伊勢参宮日記 その9

熊本大学附属図書館所蔵 高見家文書 #5018-1
十日晴。午前、金子を教會衣遣ス。午前、津田、島田10日晴れ。午前中に、金子を教会に使いにやった。午前中、津田、島田
来話。午後一時過、帰る。が来て話をした。午後1時過に両名は帰った。
十一日晴。寒氣つよし。午前、古荘嘉門来訪。教會の11日晴れ。寒気が強い。午前中、古荘嘉門が尋ねて来た。教会の
事を談須。午后三時、寺島蘭荘、林正弘、来一酌臥床。事について相談をした。午後3時、寺島蘭荘、林正弘が来て、酒を酌み交わして床に入った。
十二日晴。午前、教院尓出頭。小山ニ逢。教會主任之12日晴れ。午前中、教院(東京大神宮)に出向いた。小山に会ったが、彼は教会の主任を勤めている
人なり。會長田中病気ニ付、尋問見合。帰路向山尓人であった。会長の田中は病気だったので、訪問を見合わせた。帰り道に向山(黄村)に
い多り酔月楼尓同行春。一酌後、同車、琳琅閣尓行会って酔月楼に同行した。酒を軽く酌んだ後に、同じ車で、琳琅閣書店に行き、
夕帰宿。夕方に宿に帰った。
十三日晴。午前、寺田、斉藤来。午后、山岡勝を訪問。13日晴れ。午前中、寺田と斉藤が来た。午後、山岡(鉄舟)、勝(海舟)を訪問した。

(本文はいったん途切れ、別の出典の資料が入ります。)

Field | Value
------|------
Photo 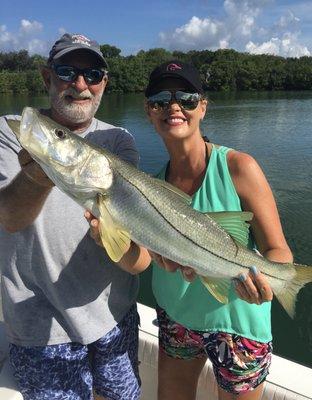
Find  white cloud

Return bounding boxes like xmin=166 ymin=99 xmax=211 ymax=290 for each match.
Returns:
xmin=0 ymin=19 xmax=50 ymax=55
xmin=160 ymin=16 xmax=227 ymax=49
xmin=246 ymin=33 xmax=311 ymax=57
xmin=160 ymin=0 xmax=310 ymax=57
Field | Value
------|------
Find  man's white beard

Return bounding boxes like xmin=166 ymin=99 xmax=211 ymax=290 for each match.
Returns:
xmin=49 ymin=82 xmax=103 ymax=124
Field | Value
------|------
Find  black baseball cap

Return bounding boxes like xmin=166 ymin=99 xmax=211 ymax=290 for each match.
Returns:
xmin=48 ymin=33 xmax=108 ymax=68
xmin=145 ymin=60 xmax=204 ymax=97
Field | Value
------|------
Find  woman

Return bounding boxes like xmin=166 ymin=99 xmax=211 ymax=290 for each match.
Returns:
xmin=86 ymin=60 xmax=292 ymax=400
xmin=145 ymin=60 xmax=293 ymax=400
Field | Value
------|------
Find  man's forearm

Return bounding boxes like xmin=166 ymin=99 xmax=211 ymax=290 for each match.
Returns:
xmin=0 ymin=171 xmax=51 ymax=233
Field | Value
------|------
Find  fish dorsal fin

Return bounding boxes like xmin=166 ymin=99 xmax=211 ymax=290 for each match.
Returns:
xmin=154 ymin=178 xmax=192 ymax=204
xmin=205 ymin=211 xmax=253 ymax=247
xmin=5 ymin=118 xmax=21 ymax=138
xmin=200 ymin=276 xmax=231 ymax=304
xmin=98 ymin=195 xmax=131 ymax=262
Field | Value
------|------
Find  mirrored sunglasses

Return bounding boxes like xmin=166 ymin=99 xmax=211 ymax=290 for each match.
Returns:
xmin=51 ymin=64 xmax=106 ymax=85
xmin=147 ymin=90 xmax=202 ymax=111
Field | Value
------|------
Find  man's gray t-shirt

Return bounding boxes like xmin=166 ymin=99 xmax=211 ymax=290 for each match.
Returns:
xmin=0 ymin=116 xmax=138 ymax=346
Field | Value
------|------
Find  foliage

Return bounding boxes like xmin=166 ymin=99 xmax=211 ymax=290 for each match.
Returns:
xmin=0 ymin=44 xmax=312 ymax=93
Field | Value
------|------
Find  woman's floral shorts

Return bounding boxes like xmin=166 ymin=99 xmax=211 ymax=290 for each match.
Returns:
xmin=157 ymin=307 xmax=272 ymax=394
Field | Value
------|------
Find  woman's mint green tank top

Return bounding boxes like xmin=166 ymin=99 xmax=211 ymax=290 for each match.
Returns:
xmin=152 ymin=145 xmax=272 ymax=342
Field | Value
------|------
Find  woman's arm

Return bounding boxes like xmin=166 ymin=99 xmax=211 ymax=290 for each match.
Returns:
xmin=228 ymin=151 xmax=293 ymax=304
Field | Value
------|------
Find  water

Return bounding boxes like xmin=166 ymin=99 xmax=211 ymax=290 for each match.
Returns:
xmin=0 ymin=91 xmax=312 ymax=367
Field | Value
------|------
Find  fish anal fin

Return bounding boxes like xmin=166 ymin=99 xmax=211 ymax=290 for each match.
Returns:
xmin=200 ymin=276 xmax=231 ymax=304
xmin=98 ymin=196 xmax=131 ymax=262
xmin=274 ymin=264 xmax=312 ymax=318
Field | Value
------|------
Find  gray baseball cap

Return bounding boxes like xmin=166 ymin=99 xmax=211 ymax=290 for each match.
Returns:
xmin=48 ymin=33 xmax=108 ymax=68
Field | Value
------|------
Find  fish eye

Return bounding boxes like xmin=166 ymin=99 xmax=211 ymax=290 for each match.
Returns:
xmin=55 ymin=129 xmax=66 ymax=139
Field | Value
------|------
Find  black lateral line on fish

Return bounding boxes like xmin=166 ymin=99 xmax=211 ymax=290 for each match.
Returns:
xmin=115 ymin=170 xmax=252 ymax=268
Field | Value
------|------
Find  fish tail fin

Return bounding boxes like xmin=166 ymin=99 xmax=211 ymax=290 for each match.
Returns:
xmin=274 ymin=264 xmax=312 ymax=318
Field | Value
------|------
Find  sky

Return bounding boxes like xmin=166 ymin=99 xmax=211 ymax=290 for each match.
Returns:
xmin=0 ymin=0 xmax=312 ymax=57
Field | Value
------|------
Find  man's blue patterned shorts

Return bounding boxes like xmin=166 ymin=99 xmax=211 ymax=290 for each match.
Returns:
xmin=10 ymin=306 xmax=141 ymax=400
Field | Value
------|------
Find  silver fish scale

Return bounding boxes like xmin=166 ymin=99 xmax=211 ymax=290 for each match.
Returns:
xmin=109 ymin=155 xmax=295 ymax=282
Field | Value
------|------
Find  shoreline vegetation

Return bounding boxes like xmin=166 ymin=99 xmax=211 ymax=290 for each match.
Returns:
xmin=0 ymin=44 xmax=312 ymax=93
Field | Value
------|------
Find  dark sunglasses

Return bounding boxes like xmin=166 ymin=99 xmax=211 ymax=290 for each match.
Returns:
xmin=51 ymin=64 xmax=107 ymax=85
xmin=147 ymin=90 xmax=202 ymax=111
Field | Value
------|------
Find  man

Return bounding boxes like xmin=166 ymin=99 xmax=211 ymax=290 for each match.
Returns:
xmin=0 ymin=34 xmax=149 ymax=400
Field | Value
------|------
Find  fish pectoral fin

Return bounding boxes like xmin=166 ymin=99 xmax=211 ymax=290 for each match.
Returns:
xmin=98 ymin=196 xmax=131 ymax=262
xmin=200 ymin=275 xmax=231 ymax=304
xmin=205 ymin=211 xmax=253 ymax=247
xmin=5 ymin=117 xmax=21 ymax=138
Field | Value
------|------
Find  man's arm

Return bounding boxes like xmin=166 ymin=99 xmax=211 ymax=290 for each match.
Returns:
xmin=0 ymin=150 xmax=54 ymax=233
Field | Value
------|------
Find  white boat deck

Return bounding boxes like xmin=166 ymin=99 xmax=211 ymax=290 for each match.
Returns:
xmin=0 ymin=304 xmax=312 ymax=400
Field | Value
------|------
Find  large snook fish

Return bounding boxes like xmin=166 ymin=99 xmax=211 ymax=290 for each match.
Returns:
xmin=7 ymin=107 xmax=312 ymax=317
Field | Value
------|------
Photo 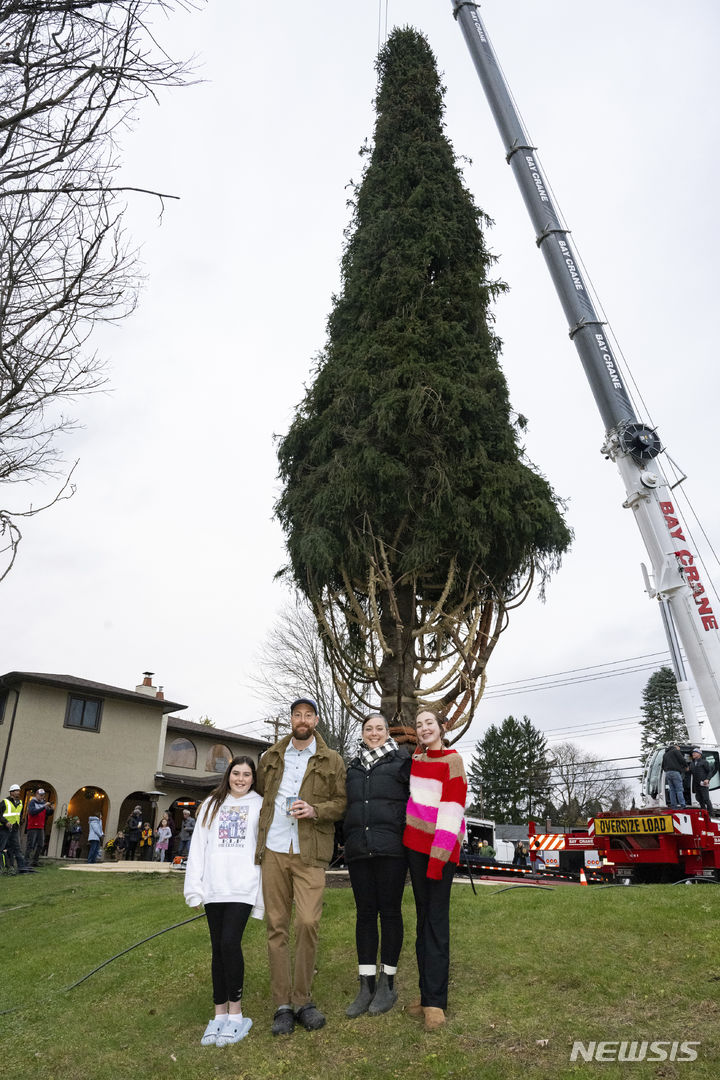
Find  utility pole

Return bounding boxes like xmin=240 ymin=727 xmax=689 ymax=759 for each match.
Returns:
xmin=264 ymin=716 xmax=284 ymax=743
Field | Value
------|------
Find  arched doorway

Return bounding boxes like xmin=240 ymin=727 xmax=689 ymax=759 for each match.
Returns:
xmin=63 ymin=784 xmax=110 ymax=854
xmin=118 ymin=792 xmax=157 ymax=833
xmin=165 ymin=795 xmax=200 ymax=858
xmin=21 ymin=780 xmax=59 ymax=855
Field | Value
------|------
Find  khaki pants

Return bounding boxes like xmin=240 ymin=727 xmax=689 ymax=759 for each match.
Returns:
xmin=262 ymin=849 xmax=325 ymax=1009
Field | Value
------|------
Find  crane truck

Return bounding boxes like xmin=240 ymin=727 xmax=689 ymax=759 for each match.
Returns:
xmin=451 ymin=0 xmax=720 ymax=880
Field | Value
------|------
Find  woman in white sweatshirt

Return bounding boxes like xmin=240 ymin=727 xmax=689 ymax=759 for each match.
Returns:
xmin=185 ymin=756 xmax=263 ymax=1047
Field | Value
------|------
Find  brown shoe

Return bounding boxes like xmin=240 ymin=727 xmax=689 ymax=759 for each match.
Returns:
xmin=423 ymin=1005 xmax=445 ymax=1031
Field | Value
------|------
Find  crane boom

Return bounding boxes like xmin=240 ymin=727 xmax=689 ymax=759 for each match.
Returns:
xmin=451 ymin=0 xmax=720 ymax=745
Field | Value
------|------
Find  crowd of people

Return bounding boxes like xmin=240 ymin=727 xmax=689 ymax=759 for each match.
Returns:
xmin=185 ymin=698 xmax=467 ymax=1047
xmin=0 ymin=784 xmax=195 ymax=874
xmin=9 ymin=698 xmax=710 ymax=1047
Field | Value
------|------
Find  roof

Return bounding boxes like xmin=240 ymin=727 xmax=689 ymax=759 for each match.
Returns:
xmin=154 ymin=772 xmax=222 ymax=792
xmin=0 ymin=672 xmax=188 ymax=713
xmin=167 ymin=716 xmax=272 ymax=750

これまで「教會」と言う言葉が出てきていますが、ここで言う教会は、「東京大神宮」の事と思われます。これは、当時の明治政府が目指していた祭政一致大教宣布の一環として明治13年に作られたものです。熊本大神宮はこの支部的な立場にあります。

3行目の「古荘嘉門(ふるしょうかもん)」は熊本藩士・政治家で、筆者が面会した当時は、佐々友房と共に熊本国権党を創立する準備期だったようです。筆者も同党の謀師と言われています。同党は、国権拡張を運動目標として結成された政治団体です。

5行目の「教院(きょういん)」とは、禅宗の寺院以外の、教宗の寺院の総称です。

最終行に「山岡勝」とありますが、これは山岡鉄舟と勝海舟でないかと思われます。明治21年当時、勝海舟は港区赤坂6-6-14に居住しており、一方、山岡鉄舟は四谷に住んでいたので、両者を同時に訪ねても、徒歩30分程の距離なので、おかしくないと思います。ただ、勝海舟はこれまで「勝安房氏」「勝翁」と表現されており、多少の違和感はありますが、そこは日記と言うことで許されると思います。

伊勢参宮日記 その9” に対して2件のコメントがあります。

  1. 武田智孝 より:

    「尋問」は「尋ね問う」=「訪ね問う」=「訪問」だろうと思います。
    現代では「尋問」だと裁判みたいなので、「訪問」とした方がいいと思います。

    1. sokei より:

      武田智孝様
      コメントありがとうございました。
      「尋問」は、無意識にそのまま使用してしまいました。変更しておきます。